Gamma rays from black holes? It’s an incredible idea… and it’s probably wrong.
“That’s the next step: to simultaneously see [gravitational waves] with three, four or five interferometers, localize it quickly, within minutes, and have other observatories catch it instantly, and catch it in the optical or the X-ray bands. That’s going to provide a whole new understanding in these cataclysmic events.” –Dave Reitze, executive director of LIGO
On September 14th, 2015, the Advanced LIGO detectors in Hanover, WA and Livingston, LA, both detected a strong, coherent and compelling gravitational wave signal: the first direct detection of such an event. After theoretical and experimental research and development work spanning five decades, an unambiguous signal lasting just 20 milliseconds was recorded, consistently, in both detectors. As a result, we saw the incredible: two black holes, 36 and 29 solar masses apiece, completed their inspiral and merged together, creating a 62 solar mass black hole in the end, spinning at 67% the speed of light, while radiating the other three solar masses away in the form of gravitational waves, having converted them into pure energy from Einstein’s E = mc^2.

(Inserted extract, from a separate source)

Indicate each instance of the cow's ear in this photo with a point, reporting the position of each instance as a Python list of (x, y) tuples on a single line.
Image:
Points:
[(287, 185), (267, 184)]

In theory, two black holes, when they merge together, should produce no light signals at all. No radio waves, no infrared light, no visible light, no ultraviolet, X-ray or gamma ray light at all. Yet in a data release presented at the American Physical Society’s April meeting, the science team from NASA’s Fermi satellite claims to have detected a gamma ray event coincident with the gravitational wave signal seen by LIGO on that fateful day. On its own, this information is both startling and compelling.
A new paper written by a team led by Valerie Connaughton, currently in peer review, saw a weak “burst” event. The gamma-ray event consisted of a one-time only, roughly instantaneous pulse of high-energy radiation in excess of 50 keV, or about 4000 times the energy it takes to ionize a hydrogen atom. The event wasn’t well-localized, as Fermi covers 70% of the sky, but the part of the sky it was observing contains the majority of the possible location-of-origin of the gravitational wave event –GW150914 — seen by LIGO. The key finding? That the event occurred just 0.4 seconds after the LIGO detection. The probability that this event is a false alarm, according to their analysis, is just 0.22%, meaning there’s a 99.78% chance that this is a real signal. Those sound like pretty good odds!
But from the observational viewpoint, there are a few major bumps in the road.
- First off, a “false alarm probability” of 0.22% is actually quite high, for physics standards! When we want to claim an event as a genuine detection, we require confidence levels where our statistics are robust at the 5σ-level of significance. That corresponds to odds of a false alarm of 0.00003%, or one-in-3.5 million. What we have is something that’s got a one-in-454 chance of being a false alarm, making it just a 2.9σ-level significant event.
- Second off, the Gamma-ray Burst Monitor (GBM) instrument, while it covers 70% of the sky, has an optimal response range over a much smaller area of the sky: an area that did not contain this burst. As the authors of the paper themselves say, “The duration and spectrum of the transient event suggest it is a weak short Gamma-Ray Burst arriving at a large angle to the direction in which Fermi was pointing, where the GBM detector response is not optimal.” In other words, this observation is on the less trustworthy end of the Fermi satellite’s data.
- And finally, there’s a competing satellite programme — the European Space Agency’s INTEGRAL satellite — that definitively saw no high-energy signal associated with the LIGO event. In a paper published last month in the prestigious Astrophysical Journal Letters, lead author Volodymyr Savchenko concluded the following, “We searched through all the available Integral data, but did not find any indication of high-energy emission associated with the LIGO detection.”
In other words, that “0.22%” chance actually indicates that there’s a high probability this signal is, in fact, a false alarm. Sure, if it is real, we can narrow down the location of the signal, but that requires a pretty big assumption that the data, as it exists right now, doesn’t adequately justify.
That isn’t to say it couldn’t be real, or that the Fermi results aren’t at least suggestive. One of the next goals of the LIGO collaboration is to couple their gravitational wave findings — for all future detections — with electromagnetic (light-based) signals. In theory, two merging black holes wouldn’t produce electromagnetic radiation, but two merging neutron stars, another source of gravitational waves that LIGO is sensitive to, should produce them. It’s also conceivable that black holes don’t produce these gamma rays, but the accretion disks or the environments surrounding them do.
The gravitational waves from this event are certainly real, but the electromagnetic signals are far less certain. As always, the issue won’t be settled by two different teams arguing over whose results are better, Fermi’s or INTEGRAL’s, but rather by more and better data from subsequent events. The science of gravitational wave astronomy has finally moved into its infancy, and this is the first attempt at taking the next steps. Keep an open mind for how this will turn out, but be extremely cautious about these claims until that superior data is available!